Gary Bouma, professor of Sociology at Monash University in Melbourne, told CNN there will be resistance from within the Church but change is likely and "definitely possible."
"We have heard the most horrific accounts of abuse during this inquiry and the Catholic Church knows that they need make changes after so much outcry. It won't be easy and there will be a big push back but ultimately we may see change," said Bouma.
Although the report does not have jurisdiction on Rome it called for Australia's archbishops to ask the Vatican for the changes at the Bishop's conference putting pressure on the church itself to show they are willing to change.
Since 2012, the report's findings have shocked Australians with the breadth of abuse inside the country's religious and state institutions, such as churches, youth groups, care homes and schools.

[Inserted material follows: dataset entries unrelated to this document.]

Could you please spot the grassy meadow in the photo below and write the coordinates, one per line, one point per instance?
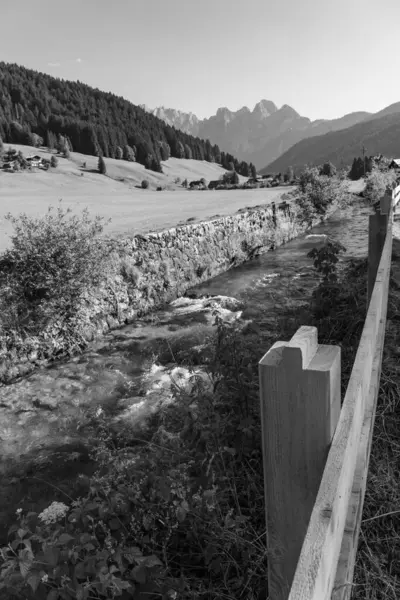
(118, 195)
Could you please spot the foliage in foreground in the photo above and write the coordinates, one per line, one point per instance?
(315, 192)
(53, 262)
(377, 183)
(182, 515)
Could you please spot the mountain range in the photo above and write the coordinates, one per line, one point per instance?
(260, 135)
(378, 134)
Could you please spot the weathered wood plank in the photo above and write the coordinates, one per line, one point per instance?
(300, 407)
(316, 570)
(378, 224)
(396, 195)
(344, 575)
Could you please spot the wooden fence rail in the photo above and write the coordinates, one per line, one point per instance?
(315, 452)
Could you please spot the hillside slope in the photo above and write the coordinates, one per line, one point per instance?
(95, 122)
(119, 196)
(260, 135)
(378, 135)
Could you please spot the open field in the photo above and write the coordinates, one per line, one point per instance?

In February 2017, the commission revealed 7% of Australian Catholic priests had been accused of abusing children inside religious institutions. In some orders, more than 40% of brothers were implicated.
Several prominent Catholic figures in Australia have already apologized for the commission's findings. On Friday, Francis Sullivan, CEO of the Catholic Church's Truth, Justice and Healing Council, said in a statement the recommendations were "very sensible and practical."
"What now needs to be made clear by the Church leadership is that they take these recommendations and findings seriously and that they are willing to act swiftly in implementing the findings," he said.
Sullivan added although the commission may have finished, the work of implementing its findings was "only now just starting."
Professor Des Cahill, a former priest who was a consultant to the inquiry, told CNN the recommendations issued Friday were "momentous."
"This report is devastating for the Catholic Church and it's the first time any appointed government inquiry has called for the end of mandatory celibacy," he said.
Allegations of sexual abuse in the Catholic church stretch across multiple countries with large Catholic populations, including Austria, Brazil, Germany, Ireland, Italy, the Netherlands, Spain, Switzerland and perhaps most famously, the United States, where children accused more than 4,000 priests of sexual abuse between 1950 and 2002, according to a report compiled by the John Jay College of Criminal Justice.
Announced in 2012 under former Prime Minister Julia Gillard, the royal commission interviewed almost 8,000 survivors of child sexual abuse over five years, and referred more than 2,500 matters to police.
Following the report's release, Gillard thanked the commissioners on her official social media.
"Our nation is indebted to you and to the survivors who fought so hard for justice and a safer future for our children," she said.
The report also called for a national memorial to be constructed in honor of the victims and survivors of institutional child sexual abuse in Canberra, the national capital.
Australian Prime Minister Malcolm Turnbull said the work of the commission had been an "exercise in love."
"Again and again you see this repeated: 'Thank you for hearing me,' 'thank you for believing me,' 'the first time somebody, an authority has listened to me, has heard my story'," he told reporters Friday.
Turnbull's government announced almost $40 million (AU$52 million) in funding Friday to help victims of child abuse, including up to $150,000 in compensation for each victim, according to local media.